Sweeping Credential-Harvesting Heist Compromises +30K Fortinet Devices
A Russian-speaking threat actor has compromised over 30,000 Fortinet firewalls and VPN gateways across 194 countries in an automated credential-harvesting campaign that feeds stolen passwords back into the attack chain.
A large-scale cyber espionage and credential-harvesting operation is actively targeting Fortinet firewalls and VPN gateways, and has already compromised more than 30,000 Internet-facing devices across nearly 200 countries. Researchers from SOCRadar discovered the campaign, which they believe is the work of a Russian-speaking threat actor, when they found an exposed operational server belonging to attackers. This gave them visibility into the group's tooling, victim database, automation infrastructure, and verified credential repository, according to a report published Tuesday.

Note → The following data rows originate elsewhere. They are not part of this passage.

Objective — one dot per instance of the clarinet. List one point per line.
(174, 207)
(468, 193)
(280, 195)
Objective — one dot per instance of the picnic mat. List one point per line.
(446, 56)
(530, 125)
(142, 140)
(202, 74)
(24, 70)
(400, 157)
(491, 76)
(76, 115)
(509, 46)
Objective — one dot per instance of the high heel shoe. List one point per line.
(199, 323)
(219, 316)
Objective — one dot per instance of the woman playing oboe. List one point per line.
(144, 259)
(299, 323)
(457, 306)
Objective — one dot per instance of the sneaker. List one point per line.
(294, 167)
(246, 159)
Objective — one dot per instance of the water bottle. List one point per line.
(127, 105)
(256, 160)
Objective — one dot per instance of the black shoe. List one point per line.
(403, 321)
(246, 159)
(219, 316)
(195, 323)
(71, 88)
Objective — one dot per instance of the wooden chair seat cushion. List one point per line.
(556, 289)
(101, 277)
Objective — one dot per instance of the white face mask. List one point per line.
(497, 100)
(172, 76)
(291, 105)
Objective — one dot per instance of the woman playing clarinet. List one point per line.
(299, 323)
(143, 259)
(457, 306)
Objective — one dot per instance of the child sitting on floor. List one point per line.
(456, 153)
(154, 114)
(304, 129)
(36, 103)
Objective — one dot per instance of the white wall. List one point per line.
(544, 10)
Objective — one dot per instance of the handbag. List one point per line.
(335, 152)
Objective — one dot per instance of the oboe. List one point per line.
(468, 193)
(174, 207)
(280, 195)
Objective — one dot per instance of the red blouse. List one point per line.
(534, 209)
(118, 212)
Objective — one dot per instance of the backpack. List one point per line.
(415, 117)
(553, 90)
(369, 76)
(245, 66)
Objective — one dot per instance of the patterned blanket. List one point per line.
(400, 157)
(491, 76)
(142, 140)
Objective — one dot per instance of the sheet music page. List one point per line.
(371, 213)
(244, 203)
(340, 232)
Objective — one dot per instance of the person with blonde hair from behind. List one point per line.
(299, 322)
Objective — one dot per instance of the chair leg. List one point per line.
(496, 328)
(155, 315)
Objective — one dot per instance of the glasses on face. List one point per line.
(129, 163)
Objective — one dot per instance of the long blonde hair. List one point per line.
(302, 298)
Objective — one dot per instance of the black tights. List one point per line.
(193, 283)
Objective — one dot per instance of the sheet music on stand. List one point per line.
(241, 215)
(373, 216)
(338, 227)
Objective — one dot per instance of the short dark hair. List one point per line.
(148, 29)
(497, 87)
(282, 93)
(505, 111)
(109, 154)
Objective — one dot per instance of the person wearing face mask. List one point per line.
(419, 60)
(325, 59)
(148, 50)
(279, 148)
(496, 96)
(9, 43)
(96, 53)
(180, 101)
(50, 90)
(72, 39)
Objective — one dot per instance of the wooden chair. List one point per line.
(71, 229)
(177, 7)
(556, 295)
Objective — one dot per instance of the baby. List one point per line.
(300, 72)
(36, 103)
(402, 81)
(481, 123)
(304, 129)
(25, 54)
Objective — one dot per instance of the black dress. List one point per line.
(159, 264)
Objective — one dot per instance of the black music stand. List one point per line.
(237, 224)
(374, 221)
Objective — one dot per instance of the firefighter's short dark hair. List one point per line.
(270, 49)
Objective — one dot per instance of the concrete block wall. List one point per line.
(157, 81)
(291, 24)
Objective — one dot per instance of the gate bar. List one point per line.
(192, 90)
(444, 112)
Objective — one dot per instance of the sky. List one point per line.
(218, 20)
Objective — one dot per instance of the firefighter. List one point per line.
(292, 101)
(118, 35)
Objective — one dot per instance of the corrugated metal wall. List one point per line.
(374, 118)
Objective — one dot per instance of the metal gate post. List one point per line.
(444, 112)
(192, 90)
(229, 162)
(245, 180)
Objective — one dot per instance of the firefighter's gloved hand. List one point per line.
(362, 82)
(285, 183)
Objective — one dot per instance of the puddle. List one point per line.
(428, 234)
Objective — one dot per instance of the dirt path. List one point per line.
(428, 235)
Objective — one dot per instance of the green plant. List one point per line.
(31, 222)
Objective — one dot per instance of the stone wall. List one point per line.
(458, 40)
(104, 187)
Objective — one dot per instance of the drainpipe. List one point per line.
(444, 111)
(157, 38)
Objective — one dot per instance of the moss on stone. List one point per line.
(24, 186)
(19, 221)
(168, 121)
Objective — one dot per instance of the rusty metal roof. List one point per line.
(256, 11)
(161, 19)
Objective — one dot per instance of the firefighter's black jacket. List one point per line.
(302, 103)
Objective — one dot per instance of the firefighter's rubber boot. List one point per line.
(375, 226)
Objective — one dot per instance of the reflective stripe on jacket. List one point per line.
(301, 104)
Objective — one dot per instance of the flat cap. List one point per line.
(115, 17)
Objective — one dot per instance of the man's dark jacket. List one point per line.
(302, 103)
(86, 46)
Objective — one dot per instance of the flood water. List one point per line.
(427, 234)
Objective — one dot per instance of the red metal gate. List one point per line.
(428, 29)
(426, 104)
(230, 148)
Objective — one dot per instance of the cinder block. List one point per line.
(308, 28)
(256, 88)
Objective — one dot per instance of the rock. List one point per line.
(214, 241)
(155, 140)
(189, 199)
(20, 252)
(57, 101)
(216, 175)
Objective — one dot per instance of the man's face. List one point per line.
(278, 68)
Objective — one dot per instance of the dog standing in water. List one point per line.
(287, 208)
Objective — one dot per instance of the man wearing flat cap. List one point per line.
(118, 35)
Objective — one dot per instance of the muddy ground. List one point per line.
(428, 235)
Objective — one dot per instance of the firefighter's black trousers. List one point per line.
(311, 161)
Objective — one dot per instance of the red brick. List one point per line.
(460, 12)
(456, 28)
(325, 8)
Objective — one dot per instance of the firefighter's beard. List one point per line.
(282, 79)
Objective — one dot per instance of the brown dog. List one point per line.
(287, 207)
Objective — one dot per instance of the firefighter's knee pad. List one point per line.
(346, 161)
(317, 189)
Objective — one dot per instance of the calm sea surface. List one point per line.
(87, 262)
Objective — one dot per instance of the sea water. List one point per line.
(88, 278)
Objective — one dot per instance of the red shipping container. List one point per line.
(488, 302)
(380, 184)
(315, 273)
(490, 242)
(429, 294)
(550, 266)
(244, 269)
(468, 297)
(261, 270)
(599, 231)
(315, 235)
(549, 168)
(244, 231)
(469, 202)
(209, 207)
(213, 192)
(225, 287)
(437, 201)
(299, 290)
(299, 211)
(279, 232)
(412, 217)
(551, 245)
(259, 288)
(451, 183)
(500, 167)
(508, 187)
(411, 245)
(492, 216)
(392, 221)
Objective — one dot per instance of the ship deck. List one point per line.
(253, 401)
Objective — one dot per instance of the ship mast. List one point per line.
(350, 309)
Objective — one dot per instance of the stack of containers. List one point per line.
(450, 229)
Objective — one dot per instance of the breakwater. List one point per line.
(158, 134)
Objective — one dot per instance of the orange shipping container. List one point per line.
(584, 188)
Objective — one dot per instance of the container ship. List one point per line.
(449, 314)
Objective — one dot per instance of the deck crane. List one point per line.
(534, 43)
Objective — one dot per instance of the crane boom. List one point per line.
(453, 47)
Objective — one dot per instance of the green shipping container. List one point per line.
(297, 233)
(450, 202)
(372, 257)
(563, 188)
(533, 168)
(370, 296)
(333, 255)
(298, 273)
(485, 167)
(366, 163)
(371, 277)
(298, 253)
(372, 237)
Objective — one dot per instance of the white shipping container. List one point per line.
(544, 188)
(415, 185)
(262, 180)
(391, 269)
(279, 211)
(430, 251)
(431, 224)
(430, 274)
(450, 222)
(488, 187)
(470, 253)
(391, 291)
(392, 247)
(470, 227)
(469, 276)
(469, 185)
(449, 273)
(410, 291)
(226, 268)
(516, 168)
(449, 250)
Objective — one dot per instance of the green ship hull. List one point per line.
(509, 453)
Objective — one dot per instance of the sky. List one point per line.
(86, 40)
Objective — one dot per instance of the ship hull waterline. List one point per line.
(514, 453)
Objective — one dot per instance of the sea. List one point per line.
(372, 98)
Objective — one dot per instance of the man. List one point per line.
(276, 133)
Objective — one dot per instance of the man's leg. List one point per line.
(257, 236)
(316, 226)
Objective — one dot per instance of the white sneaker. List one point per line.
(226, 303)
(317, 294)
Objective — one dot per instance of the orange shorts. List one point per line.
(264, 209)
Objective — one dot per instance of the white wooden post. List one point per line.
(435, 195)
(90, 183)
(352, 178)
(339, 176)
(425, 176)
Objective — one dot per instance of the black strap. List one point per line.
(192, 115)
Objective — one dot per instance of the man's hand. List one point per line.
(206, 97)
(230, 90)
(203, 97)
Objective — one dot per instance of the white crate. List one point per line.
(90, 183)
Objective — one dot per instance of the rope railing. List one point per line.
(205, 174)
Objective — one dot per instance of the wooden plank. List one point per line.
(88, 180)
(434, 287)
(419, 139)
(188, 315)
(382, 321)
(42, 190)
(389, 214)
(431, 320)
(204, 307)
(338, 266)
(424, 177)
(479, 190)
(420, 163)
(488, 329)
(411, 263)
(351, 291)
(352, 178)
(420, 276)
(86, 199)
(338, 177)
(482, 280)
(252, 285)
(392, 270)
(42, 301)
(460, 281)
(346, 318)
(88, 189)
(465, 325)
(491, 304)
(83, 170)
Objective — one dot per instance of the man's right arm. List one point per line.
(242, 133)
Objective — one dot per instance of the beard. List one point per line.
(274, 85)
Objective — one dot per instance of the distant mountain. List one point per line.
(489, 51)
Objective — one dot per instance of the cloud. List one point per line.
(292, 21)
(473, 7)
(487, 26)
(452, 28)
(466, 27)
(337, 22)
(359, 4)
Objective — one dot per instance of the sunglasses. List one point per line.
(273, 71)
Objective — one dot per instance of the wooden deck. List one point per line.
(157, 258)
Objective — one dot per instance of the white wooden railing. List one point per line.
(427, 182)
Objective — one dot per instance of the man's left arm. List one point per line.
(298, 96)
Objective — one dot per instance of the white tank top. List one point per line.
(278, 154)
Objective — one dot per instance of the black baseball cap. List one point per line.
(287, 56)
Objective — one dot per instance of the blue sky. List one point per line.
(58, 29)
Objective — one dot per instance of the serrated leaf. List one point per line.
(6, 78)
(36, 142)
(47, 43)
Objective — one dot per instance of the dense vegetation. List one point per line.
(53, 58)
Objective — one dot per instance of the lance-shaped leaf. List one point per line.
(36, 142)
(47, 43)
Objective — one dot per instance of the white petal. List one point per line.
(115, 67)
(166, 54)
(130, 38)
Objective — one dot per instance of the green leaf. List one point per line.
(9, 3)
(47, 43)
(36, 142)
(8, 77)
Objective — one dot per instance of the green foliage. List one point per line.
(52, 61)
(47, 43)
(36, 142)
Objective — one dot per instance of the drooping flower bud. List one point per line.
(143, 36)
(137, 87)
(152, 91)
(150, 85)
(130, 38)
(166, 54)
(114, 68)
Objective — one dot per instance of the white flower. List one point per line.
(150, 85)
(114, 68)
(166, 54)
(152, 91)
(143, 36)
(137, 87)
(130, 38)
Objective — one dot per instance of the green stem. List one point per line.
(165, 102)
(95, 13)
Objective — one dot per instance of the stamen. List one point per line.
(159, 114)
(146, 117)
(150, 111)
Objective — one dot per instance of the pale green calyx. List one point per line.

The attacker's database contains login credentials for more than 30,791 devices belonging to companies and government organizations across 194 countries. "These are not random guesses. These are verified, working usernames and passwords, tested and confirmed by the attackers themselves using automated tools running around the clock," SOCRadar noted. The compromised devices so far comprise 21,108 unique IP addresses and 8,316 unique domains across government, telecommunications, healthcare, education, financial services, and critical infrastructure sectors. Telecommunications accounted for over 5,600 compromised devices, while government organizations represented 591 across 111 domains. Enterprise organizations generating more than $1 billion in annual revenue comprised over 20% of affected devices, and India and the United States accounted for nearly one-third of all identified credential compromises.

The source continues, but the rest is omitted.